RGB values must be integer.  

Our colors in `X_compressed` are in `float64`.  

❓ **>>>** Convert `X_compressed` to `uint8`, the unsigned 8-bits integer type which lies between 0 and 255. No need to think here, it's just syntax.

In [None]:
# Code here!


❓ **>>>** Verify that the number of unique colors used is indeed 32.

In [None]:
# Code here!



## Plot compressed image

Our `X_compressed` has shape (262144, 3), we can't display it as an image.

❓ **>>>** Reshape your compressed image and plot it side by side with your original image.  

**Hint**: You need to reshape your flattened `X_compressed` into the right dimensions for an image and your original image has such dimensions.

In [None]:
# Code here!


### Plotting the 2 images side by side

In [None]:
# Plot the original and the compressed image.
fig, ax = plt.subplots(1, 2, figsize = (7, 7))
ax[0].imshow(img)
ax[0].set_title('Original Image')
ax[0].axis('off')

ax[1].imshow(img_compressed)
ax[1].set_title('Compressed Image')
ax[1].axis('off')

plt.tight_layout()

Some colors are lost, but your can easily recognize the original image.

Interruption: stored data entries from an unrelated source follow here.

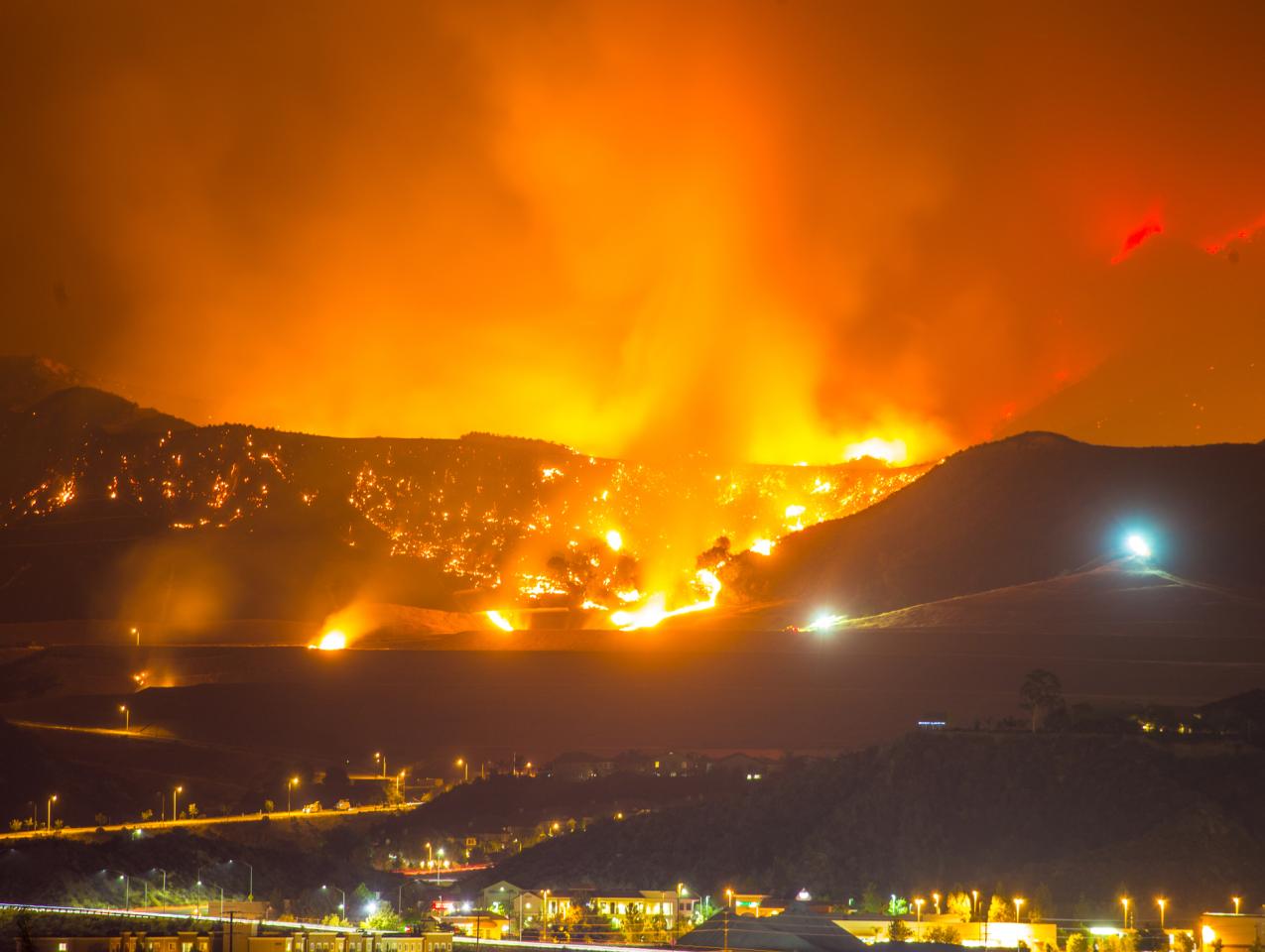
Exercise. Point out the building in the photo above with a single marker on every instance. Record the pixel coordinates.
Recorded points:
(479, 923)
(1233, 930)
(575, 765)
(872, 928)
(755, 904)
(521, 905)
(650, 901)
(795, 930)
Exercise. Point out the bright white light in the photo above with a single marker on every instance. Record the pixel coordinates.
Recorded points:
(498, 621)
(1137, 545)
(826, 621)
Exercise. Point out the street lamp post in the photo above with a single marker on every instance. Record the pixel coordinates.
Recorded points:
(343, 905)
(249, 893)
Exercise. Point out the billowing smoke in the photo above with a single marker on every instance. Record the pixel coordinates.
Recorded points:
(759, 229)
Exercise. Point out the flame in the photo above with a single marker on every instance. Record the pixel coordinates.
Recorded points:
(498, 620)
(889, 451)
(332, 640)
(654, 611)
(1135, 238)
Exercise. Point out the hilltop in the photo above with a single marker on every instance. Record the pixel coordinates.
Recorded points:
(1029, 509)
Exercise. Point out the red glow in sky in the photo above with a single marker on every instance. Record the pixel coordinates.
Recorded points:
(1135, 238)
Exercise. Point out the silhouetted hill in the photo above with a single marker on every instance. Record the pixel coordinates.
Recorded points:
(1027, 509)
(27, 380)
(1123, 597)
(1083, 817)
(116, 512)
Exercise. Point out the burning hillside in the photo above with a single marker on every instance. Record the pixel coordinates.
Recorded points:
(515, 524)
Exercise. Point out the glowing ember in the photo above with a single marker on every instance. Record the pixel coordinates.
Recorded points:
(654, 611)
(498, 621)
(1135, 238)
(889, 451)
(331, 640)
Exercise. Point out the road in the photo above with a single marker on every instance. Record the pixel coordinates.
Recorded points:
(304, 925)
(160, 824)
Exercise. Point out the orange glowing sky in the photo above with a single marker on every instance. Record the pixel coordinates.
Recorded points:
(762, 229)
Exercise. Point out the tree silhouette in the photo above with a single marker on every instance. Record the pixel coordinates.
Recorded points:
(1040, 694)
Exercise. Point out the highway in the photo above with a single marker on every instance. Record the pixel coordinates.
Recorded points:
(304, 925)
(160, 824)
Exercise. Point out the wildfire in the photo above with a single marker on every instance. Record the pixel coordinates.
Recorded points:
(332, 640)
(889, 451)
(498, 620)
(654, 610)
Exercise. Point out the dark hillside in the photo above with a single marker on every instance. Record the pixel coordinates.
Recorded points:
(1076, 814)
(1029, 509)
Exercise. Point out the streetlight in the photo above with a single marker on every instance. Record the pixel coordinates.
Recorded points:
(209, 901)
(127, 887)
(251, 891)
(343, 904)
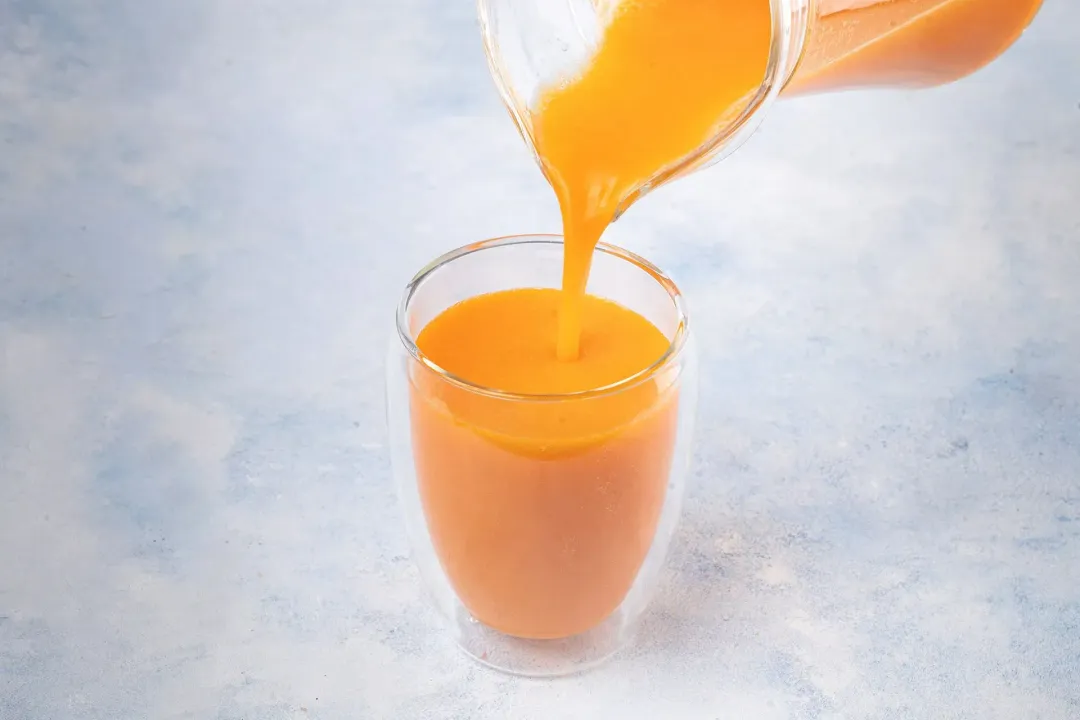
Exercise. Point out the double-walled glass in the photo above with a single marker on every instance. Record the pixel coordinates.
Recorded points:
(539, 547)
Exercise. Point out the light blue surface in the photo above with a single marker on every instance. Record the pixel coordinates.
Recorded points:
(206, 211)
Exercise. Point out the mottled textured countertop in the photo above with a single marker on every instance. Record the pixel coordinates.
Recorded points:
(206, 212)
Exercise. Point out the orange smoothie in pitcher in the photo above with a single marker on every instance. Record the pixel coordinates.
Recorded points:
(666, 72)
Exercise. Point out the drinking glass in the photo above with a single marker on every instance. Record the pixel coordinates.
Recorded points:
(540, 553)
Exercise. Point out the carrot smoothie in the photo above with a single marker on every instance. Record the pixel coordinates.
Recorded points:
(541, 511)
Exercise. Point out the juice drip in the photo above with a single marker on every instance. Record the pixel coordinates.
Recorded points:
(664, 73)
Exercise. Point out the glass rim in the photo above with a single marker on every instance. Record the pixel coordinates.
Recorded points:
(671, 354)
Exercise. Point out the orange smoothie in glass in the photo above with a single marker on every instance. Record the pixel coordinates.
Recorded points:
(541, 511)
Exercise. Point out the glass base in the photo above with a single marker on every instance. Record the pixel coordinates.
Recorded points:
(541, 659)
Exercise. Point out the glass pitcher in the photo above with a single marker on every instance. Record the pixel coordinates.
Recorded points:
(817, 45)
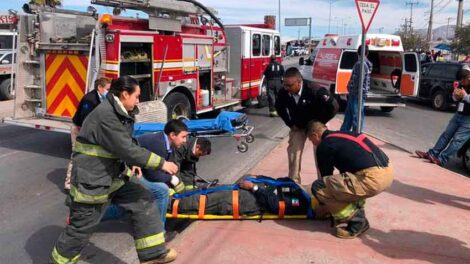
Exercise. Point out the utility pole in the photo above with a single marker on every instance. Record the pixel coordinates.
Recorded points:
(279, 27)
(429, 35)
(411, 4)
(447, 30)
(460, 14)
(406, 27)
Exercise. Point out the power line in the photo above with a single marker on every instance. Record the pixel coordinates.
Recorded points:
(411, 4)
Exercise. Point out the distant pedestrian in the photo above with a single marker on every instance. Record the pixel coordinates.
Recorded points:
(297, 104)
(273, 74)
(458, 129)
(351, 113)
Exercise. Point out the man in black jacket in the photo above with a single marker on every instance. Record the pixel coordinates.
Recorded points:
(273, 73)
(91, 100)
(297, 104)
(158, 182)
(187, 156)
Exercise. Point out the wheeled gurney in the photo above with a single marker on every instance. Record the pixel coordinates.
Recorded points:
(227, 124)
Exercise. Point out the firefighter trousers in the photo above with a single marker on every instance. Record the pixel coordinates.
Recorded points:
(147, 228)
(344, 194)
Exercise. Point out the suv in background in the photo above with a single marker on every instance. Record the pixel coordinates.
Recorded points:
(436, 83)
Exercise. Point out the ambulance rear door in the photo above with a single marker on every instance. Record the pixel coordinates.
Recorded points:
(410, 74)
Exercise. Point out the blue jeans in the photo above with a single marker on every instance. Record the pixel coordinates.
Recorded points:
(452, 139)
(350, 115)
(160, 192)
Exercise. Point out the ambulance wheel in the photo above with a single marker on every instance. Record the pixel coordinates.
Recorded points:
(250, 138)
(386, 109)
(7, 91)
(178, 106)
(242, 147)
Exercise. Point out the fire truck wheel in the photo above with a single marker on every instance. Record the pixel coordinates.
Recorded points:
(7, 91)
(178, 105)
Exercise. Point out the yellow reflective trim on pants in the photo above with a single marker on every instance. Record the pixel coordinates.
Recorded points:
(189, 187)
(59, 259)
(150, 241)
(92, 150)
(179, 188)
(154, 161)
(80, 197)
(346, 212)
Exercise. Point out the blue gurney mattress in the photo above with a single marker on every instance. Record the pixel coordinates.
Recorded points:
(226, 122)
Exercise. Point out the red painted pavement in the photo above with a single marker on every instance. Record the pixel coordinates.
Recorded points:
(423, 218)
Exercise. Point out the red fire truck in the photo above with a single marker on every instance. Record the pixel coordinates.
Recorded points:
(182, 54)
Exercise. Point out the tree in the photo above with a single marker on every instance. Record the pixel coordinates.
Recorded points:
(461, 42)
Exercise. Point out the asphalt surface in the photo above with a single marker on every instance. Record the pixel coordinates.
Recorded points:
(32, 170)
(33, 162)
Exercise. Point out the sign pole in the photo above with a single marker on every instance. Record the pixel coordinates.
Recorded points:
(367, 10)
(361, 83)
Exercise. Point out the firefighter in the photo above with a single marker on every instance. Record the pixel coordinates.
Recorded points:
(187, 156)
(365, 171)
(91, 100)
(103, 145)
(273, 74)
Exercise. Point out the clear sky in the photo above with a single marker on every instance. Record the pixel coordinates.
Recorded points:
(344, 16)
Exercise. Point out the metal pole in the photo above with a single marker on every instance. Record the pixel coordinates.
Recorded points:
(361, 83)
(279, 27)
(329, 18)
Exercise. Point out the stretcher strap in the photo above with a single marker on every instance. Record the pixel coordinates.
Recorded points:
(282, 209)
(202, 206)
(174, 210)
(235, 207)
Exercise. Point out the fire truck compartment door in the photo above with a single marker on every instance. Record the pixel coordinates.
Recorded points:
(65, 83)
(205, 55)
(344, 72)
(410, 74)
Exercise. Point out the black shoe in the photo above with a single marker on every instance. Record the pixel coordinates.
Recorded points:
(170, 235)
(350, 233)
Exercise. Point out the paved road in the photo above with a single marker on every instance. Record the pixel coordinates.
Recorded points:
(32, 169)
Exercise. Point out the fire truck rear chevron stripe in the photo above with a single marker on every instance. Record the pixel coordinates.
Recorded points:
(65, 83)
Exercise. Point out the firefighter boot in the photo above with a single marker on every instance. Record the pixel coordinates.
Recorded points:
(168, 257)
(356, 226)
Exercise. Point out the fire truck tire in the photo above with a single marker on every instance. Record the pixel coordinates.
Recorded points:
(178, 105)
(6, 90)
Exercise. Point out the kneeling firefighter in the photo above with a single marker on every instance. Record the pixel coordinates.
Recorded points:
(365, 171)
(100, 175)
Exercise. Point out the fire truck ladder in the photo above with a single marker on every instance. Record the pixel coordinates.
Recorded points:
(169, 9)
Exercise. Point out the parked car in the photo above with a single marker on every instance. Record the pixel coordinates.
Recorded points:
(436, 83)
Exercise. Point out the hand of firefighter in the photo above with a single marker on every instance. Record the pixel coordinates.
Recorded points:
(247, 185)
(137, 171)
(170, 167)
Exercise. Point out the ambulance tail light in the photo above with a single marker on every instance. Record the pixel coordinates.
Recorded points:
(106, 19)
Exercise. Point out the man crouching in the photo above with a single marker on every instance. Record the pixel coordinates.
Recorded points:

## Bonus : the elbow method

We can try to use the Elbow method to find the optimal compression that loses the least color information.   

Try to plot the `inertia` for `n_clusters` in the list [5, 10, 20, 30, 50, 70, 100] for instance  

**Watch out**, it might take several minutes.

In [None]:
# Code here!


Run the cell below to visualize your compressed image using different number of clusters  
This is a long training, you will wait a few minutes.

In [None]:
wcss = []
compressed_astronaut = []
for i in [1, 2, 5, 10, 20, 30, 50, 70, 100]:
    print('working with ' + str(i) + ' clusters...')
    kmeans = KMeans(n_clusters=i)
    kmeans.fit(X)
    
    # compute inertia
    wcss.append(kmeans.inertia_)
    
    # compute compressed astronaut
    labels = kmeans.labels_
    centers = kmeans.cluster_centers_
    X_compressed = centers[labels]
    X_compressed = X_compressed.astype('uint8')
    # img_compressed = X_compressed.reshape(img_shape[0], img_shape[1], img_shape[2])
    img_compressed = X_compressed.reshape(img_shape)
    compressed_astronaut.append(img_compressed)
    
    # printing
    print("-"*120)
    print(f"If we compress our 113382 unique colors into {i} clusters...")
    print(f"The Kmeans inertia is equal to {kmeans.inertia_}")
    
    # Plotting
    fig, ax = plt.subplots(1, 2, figsize = (7, 7))
    ax[0].imshow(img)
    ax[0].set_title('Original Image')
    ax[0].axis('off')
    
    ax[1].imshow(img_compressed)
    ax[1].set_title('Compressed Image')
    ax[1].axis('off')

    plt.tight_layout()
    plt.show()